Peticionamento eletrônico, sustentação por vídeo e julgamento virtual são algumas das vantagens apontadas por quem atua no meio

Trabalhar em casa pode representar uma grande economia de tempo e dinheiro
Foto: Shutterstock

O home office é uma tendência adotada por empresas de diversos segmentos. Com o confinamento devido ao coronavírus, a modalidade de trabalhar em casa vem ganhando força entre os escritórios de advocacia do país. Muitos acreditam que o rendimento em casa – devido a distrações – seja menor do que em seus escritórios ou gabinetes, mas há quem veja que isso pode ser passageiro.

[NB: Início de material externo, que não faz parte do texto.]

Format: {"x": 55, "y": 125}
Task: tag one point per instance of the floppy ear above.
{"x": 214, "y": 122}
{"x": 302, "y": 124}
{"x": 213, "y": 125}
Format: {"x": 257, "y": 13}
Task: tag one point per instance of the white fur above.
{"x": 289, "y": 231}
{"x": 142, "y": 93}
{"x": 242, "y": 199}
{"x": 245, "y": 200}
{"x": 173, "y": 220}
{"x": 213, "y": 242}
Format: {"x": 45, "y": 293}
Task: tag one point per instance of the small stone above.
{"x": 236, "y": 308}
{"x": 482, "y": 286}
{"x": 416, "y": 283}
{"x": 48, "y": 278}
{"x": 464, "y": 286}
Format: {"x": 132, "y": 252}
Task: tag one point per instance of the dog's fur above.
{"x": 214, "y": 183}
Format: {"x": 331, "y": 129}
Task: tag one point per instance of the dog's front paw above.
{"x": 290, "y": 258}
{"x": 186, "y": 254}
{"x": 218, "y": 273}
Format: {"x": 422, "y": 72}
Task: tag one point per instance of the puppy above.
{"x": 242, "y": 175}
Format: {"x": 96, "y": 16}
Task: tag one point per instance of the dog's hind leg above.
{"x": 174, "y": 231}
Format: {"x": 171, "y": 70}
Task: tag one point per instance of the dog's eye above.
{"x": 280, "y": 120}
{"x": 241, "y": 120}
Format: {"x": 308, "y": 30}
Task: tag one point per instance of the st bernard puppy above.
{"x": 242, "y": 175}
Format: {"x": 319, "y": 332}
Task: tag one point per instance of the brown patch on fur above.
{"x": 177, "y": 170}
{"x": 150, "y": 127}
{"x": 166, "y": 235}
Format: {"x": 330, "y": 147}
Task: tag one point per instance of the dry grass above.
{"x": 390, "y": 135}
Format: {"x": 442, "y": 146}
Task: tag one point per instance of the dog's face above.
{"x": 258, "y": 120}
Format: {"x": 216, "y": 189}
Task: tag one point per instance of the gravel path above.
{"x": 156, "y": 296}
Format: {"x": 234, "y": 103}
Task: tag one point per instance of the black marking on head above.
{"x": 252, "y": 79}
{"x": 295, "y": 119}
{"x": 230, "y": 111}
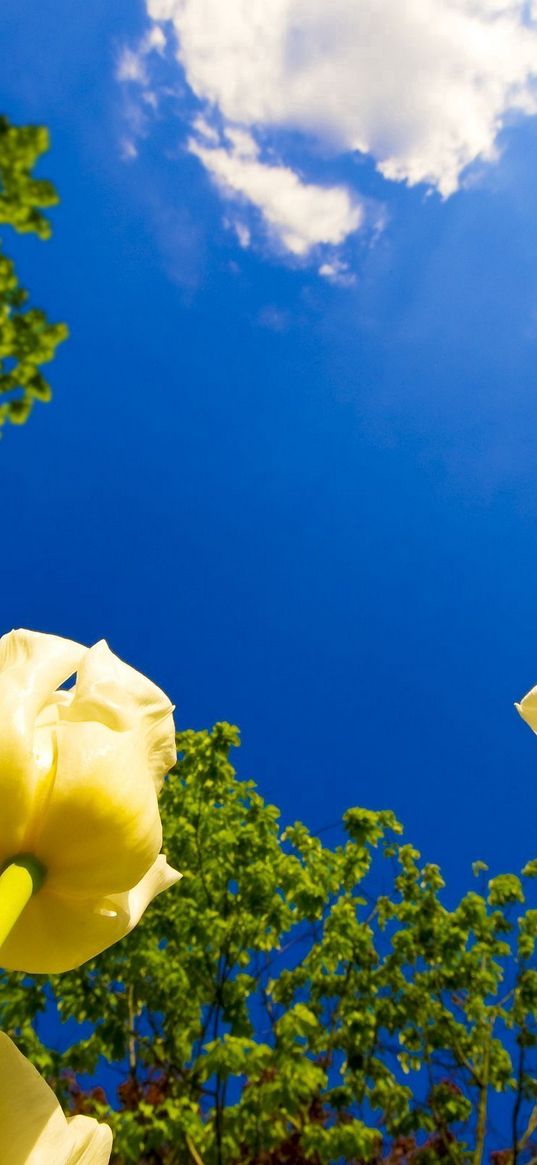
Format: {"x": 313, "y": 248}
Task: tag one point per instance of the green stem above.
{"x": 19, "y": 881}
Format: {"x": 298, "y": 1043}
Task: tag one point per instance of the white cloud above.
{"x": 299, "y": 216}
{"x": 132, "y": 63}
{"x": 337, "y": 272}
{"x": 423, "y": 86}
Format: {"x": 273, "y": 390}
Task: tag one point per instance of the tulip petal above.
{"x": 101, "y": 830}
{"x": 33, "y": 1128}
{"x": 528, "y": 708}
{"x": 56, "y": 933}
{"x": 113, "y": 693}
{"x": 32, "y": 666}
{"x": 91, "y": 1142}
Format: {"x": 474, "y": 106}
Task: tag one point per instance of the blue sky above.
{"x": 303, "y": 502}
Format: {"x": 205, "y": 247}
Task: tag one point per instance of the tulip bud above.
{"x": 80, "y": 769}
{"x": 33, "y": 1128}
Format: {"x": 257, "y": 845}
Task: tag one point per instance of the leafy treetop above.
{"x": 27, "y": 338}
{"x": 294, "y": 1002}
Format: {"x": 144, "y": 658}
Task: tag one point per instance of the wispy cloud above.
{"x": 423, "y": 89}
{"x": 298, "y": 216}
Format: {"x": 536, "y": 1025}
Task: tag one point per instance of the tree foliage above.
{"x": 294, "y": 1002}
{"x": 27, "y": 338}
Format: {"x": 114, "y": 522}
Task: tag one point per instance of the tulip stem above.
{"x": 19, "y": 881}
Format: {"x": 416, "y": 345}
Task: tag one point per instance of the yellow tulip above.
{"x": 33, "y": 1128}
{"x": 80, "y": 769}
{"x": 528, "y": 708}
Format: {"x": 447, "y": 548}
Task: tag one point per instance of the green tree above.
{"x": 292, "y": 1002}
{"x": 27, "y": 338}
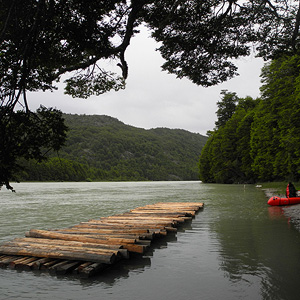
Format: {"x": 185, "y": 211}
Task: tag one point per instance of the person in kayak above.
{"x": 291, "y": 191}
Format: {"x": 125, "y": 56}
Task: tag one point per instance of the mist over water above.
{"x": 236, "y": 247}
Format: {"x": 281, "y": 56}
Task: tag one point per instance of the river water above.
{"x": 236, "y": 248}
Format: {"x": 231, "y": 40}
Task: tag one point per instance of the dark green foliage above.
{"x": 27, "y": 136}
{"x": 261, "y": 140}
{"x": 103, "y": 148}
{"x": 42, "y": 40}
{"x": 226, "y": 156}
{"x": 226, "y": 107}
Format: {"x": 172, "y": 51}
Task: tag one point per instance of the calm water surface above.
{"x": 236, "y": 248}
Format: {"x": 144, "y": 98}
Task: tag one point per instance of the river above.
{"x": 236, "y": 247}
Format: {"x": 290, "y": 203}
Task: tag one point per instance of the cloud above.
{"x": 154, "y": 98}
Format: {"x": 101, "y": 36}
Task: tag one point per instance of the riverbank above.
{"x": 292, "y": 211}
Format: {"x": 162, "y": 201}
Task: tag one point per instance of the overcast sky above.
{"x": 154, "y": 98}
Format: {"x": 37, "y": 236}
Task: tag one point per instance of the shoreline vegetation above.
{"x": 102, "y": 148}
{"x": 292, "y": 212}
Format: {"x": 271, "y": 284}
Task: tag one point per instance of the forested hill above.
{"x": 104, "y": 148}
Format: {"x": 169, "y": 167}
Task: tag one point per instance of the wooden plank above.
{"x": 25, "y": 264}
{"x": 76, "y": 237}
{"x": 92, "y": 270}
{"x": 59, "y": 254}
{"x": 68, "y": 243}
{"x": 5, "y": 261}
{"x": 37, "y": 265}
{"x": 13, "y": 263}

“Sabemos que o trabalho remoto, na minha profissão, não é visto com bons olhos e, no contexto atual da pandemia, esteja causando essa sensação de que não estamos rendendo como antes, mas não acredito que o motivo sejam as distrações em casa. O escritório é cercado de distrações, como a hora do cafezinho ou até mesmo o tempo de deslocamento. Para mim, o maior motivo dessa sensação é não ter existido um treinamento e um período de adaptação, não é questão de trabalhar em casa só… É uma mudança de vida”, alerta Daniel de Souza Ribeiro, sócio do Daudt, Castro & Gallotti Olinto Advogados.

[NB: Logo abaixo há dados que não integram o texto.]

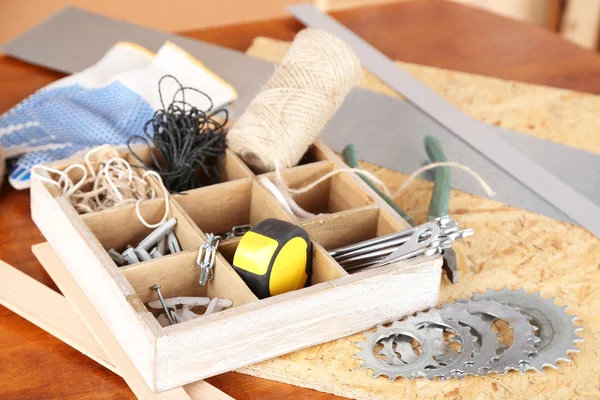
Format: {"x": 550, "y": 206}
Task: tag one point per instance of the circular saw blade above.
{"x": 487, "y": 338}
{"x": 380, "y": 367}
{"x": 455, "y": 366}
{"x": 556, "y": 330}
{"x": 522, "y": 347}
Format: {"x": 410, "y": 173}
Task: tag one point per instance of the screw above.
{"x": 162, "y": 301}
{"x": 175, "y": 316}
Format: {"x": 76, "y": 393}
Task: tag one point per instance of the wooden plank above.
{"x": 53, "y": 313}
{"x": 581, "y": 23}
{"x": 378, "y": 296}
{"x": 102, "y": 282}
{"x": 50, "y": 311}
{"x": 94, "y": 322}
{"x": 511, "y": 247}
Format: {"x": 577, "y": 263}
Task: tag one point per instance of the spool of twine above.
{"x": 288, "y": 113}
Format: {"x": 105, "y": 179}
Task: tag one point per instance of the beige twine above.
{"x": 279, "y": 188}
{"x": 107, "y": 181}
{"x": 288, "y": 113}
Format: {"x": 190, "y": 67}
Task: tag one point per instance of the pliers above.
{"x": 438, "y": 206}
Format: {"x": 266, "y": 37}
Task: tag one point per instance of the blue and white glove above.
{"x": 105, "y": 104}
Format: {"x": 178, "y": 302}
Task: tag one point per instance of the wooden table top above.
{"x": 34, "y": 364}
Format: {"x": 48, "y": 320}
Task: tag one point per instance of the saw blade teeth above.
{"x": 534, "y": 321}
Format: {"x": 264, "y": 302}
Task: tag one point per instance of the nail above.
{"x": 173, "y": 243}
{"x": 142, "y": 254}
{"x": 130, "y": 256}
{"x": 117, "y": 257}
{"x": 155, "y": 253}
{"x": 156, "y": 234}
{"x": 162, "y": 301}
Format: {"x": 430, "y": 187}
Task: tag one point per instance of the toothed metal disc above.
{"x": 455, "y": 368}
{"x": 402, "y": 354}
{"x": 556, "y": 330}
{"x": 488, "y": 339}
{"x": 522, "y": 347}
{"x": 380, "y": 367}
{"x": 435, "y": 336}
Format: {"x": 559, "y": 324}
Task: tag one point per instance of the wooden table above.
{"x": 33, "y": 364}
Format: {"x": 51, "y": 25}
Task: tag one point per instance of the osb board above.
{"x": 511, "y": 247}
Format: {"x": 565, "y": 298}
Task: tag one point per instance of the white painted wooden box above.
{"x": 336, "y": 304}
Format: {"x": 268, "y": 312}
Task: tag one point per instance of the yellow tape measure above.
{"x": 274, "y": 257}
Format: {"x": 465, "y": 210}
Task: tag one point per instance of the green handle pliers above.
{"x": 438, "y": 207}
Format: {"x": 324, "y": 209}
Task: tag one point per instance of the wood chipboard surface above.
{"x": 511, "y": 247}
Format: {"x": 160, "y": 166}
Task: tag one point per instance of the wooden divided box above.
{"x": 335, "y": 304}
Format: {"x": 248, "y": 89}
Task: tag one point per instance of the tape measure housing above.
{"x": 274, "y": 257}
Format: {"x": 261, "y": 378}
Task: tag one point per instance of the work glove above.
{"x": 105, "y": 104}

Para quem não mora sozinho, o trabalho feito em casa pode encontrar diversos obstáculos: barulhos externos, interações com filhos, a falta de fiscalização., entre outros. Diversos são os motivos para a preferência ser o conservador escritório. Mas diversas também são as razões que fazem enxergar o home office como uma opção viável e tentadora para o mundo do Direito.

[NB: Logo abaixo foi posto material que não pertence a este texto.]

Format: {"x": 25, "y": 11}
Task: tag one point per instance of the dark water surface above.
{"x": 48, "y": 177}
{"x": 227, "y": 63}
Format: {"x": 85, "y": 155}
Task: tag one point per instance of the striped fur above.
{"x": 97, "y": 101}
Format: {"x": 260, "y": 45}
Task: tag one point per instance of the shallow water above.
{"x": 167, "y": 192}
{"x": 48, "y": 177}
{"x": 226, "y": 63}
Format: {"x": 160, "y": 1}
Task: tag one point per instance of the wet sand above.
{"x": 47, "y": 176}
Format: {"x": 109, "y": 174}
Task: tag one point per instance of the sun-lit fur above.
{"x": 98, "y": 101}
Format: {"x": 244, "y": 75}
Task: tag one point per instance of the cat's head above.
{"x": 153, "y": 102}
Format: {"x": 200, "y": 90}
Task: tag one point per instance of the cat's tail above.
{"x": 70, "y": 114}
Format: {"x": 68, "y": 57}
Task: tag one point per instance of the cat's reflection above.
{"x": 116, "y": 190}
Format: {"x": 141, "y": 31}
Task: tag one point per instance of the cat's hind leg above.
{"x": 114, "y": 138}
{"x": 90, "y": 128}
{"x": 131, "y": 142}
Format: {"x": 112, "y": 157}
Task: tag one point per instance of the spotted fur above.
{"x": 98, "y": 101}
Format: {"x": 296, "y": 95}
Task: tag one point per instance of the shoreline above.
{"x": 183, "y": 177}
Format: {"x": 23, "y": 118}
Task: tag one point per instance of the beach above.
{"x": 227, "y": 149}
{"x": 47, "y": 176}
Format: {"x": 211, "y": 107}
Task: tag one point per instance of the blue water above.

“Hoje, trabalhando de casa, enxergo as diversas vantagens dessa opção para o mundo do Direito. Não passo horas indo e voltando do centro, passo mais tempo em casa e economizamos com as contas do escritório. Não sabemos quando a pandemia irá passar, mas posso afirmar que o home office será muito mais frequente nos escritórios”, diz Alberto Oliveira Daudt, sócio-fundador do Daudt Castro & Gallotti Olinto advogados.

A modalidade de trabalho já vinha sendo implementada tanto no Supremo Tribunal Federal (STF) e no Superior Tribunal de Justiça (STJ), segundo o portal de informações da Suprema Corte, e tem agilizado os julgamentos nas duas cortes. Esse melhor aproveitamento de tempo é possível devido às tecnologias de julgamentos virtuais, feitos por videoconferências, e à digitalização dos autos dos processos, sendo agora possível peticionar pelo computador.

Nas cortes, é adotado por alguns funcionários o trabalho remoto, no qual, algumas vezes na semana, eles não precisam ir até o gabinete cumprir suas tarefas. No trabalho remoto, deixa-se de lado a cultura do horário e o foco é o objetivo final, é entregar a demanda no prazo. O home office no meio jurídico hoje, ao que parece, não é só um facilitador, uma medida frente ao novo coronavírus, mas um modo de trabalho que está tendo a chance de mostrar sua viabilidade no universo jurídico e que deve continuar mesmo com o fim da pandemia. A grande questão é saber se o lado conservador desse meio estará disposto a aceitar essa mudança.